As I read Sekihara’s prescriptions for kuni development and McCarthy’s commentary, I began to sense something more comprehensive and integrative than I’m accustomed in U.S. rural development circles. Kuni respects place, culture, ritual, and the natural world. America employs a mix of non-profits, universities, and local, state, and federal governments to cobble together services and occasionally produce innovative initiatives. Do I dare say that kuni offered something more compelling and soulful?

Kuni’s circulation of rural and urban cross currents provides outside money, diversity, and a healthy renewal of ideas and values. At the same time, kuni has a confident commitment to its place and self-sufficiency that also feels emotionally satisfying. As Sekihara put it, “In a kuni, people meet and talk about the abundant harvest, the damage done by a typhoon, a newly born child, a death…the taste of vegetables picked that morning, the taste of spring water from the mountain, the scent of the wind, and the cold rain from yesterday.” Why do I find the notion of such conversations so appealing?

This lovely book is not without shortcomings. Given McCarthy’s obvious desire to make comparisons between kuni and American community economic development strategies, we would have benefitted from a broader discussion of the Japanese social, cultural, and political contexts.

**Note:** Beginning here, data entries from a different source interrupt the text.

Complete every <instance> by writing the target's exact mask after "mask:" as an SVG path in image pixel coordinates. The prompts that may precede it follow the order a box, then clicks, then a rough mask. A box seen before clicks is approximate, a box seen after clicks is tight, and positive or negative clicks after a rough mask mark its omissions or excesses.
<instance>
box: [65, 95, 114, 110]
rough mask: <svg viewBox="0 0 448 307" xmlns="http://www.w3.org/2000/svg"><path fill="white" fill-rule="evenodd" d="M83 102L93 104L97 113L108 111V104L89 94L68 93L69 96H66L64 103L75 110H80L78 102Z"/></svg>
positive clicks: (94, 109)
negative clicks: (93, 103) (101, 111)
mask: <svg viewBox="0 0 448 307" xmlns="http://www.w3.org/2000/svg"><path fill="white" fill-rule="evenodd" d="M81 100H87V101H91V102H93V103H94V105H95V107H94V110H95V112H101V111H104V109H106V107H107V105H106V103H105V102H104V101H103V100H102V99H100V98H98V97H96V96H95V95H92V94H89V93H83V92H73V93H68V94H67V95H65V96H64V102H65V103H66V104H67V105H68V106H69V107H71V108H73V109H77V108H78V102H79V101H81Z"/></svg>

We need to know more because exporting ideas across several thousand miles of ocean is far more difficult than shipping millions of Subarus.

I’ll also add that McCarthy’s masterfully composed, silky prose collides at times with Sekihara’s terse, matter-of-fact writing style. The book’s structure alternates between one or two chapters authored by Sekihara, and one written by McCarthy who actively shares flights of philosophical fancy. These uneven transitions made me imagine an exchange between the silver-tongued William F. Buckley, Jr. and a bumptious labor union organizer. McCarthy is such a fluid writer and capacious thinker, and Sekihara is so riveted on the mechanics of organizing and governance, that they sometimes complement each other perfectly, while, at other times, they are like two trains passing in the night. Fortunately for the reader who’s willing to work a little harder, nothing will be lost, and there is much to be gained from putting in a little extra effort.

Most Westerners’ heads are filled with images of packed Japanese subways, bustling Tokyo streets, and the industrial juggernaut of Japan, Inc. They have given little thought to that country’s rural places. According to Sekihara, 300 Japanese villages disappear every year. Likewise, we Americans give little thought to our own rural places which only reinforces the nation’s yawning divide. Rather than take photos of our bereft country villages and landscapes, we might actively search for a mutuality of interests that brings the metropolitan world into a relationship with the non-metropolitan world. The community supported agriculture (CSA) movement, coincidentally imported from Japan several decades ago and reinvented thousands of times over in the U.S., offers one positive model. Kuni, as a more comprehensive and integrated approach to rural development, is also worth our undivided attention if not a whole-hearted embrace.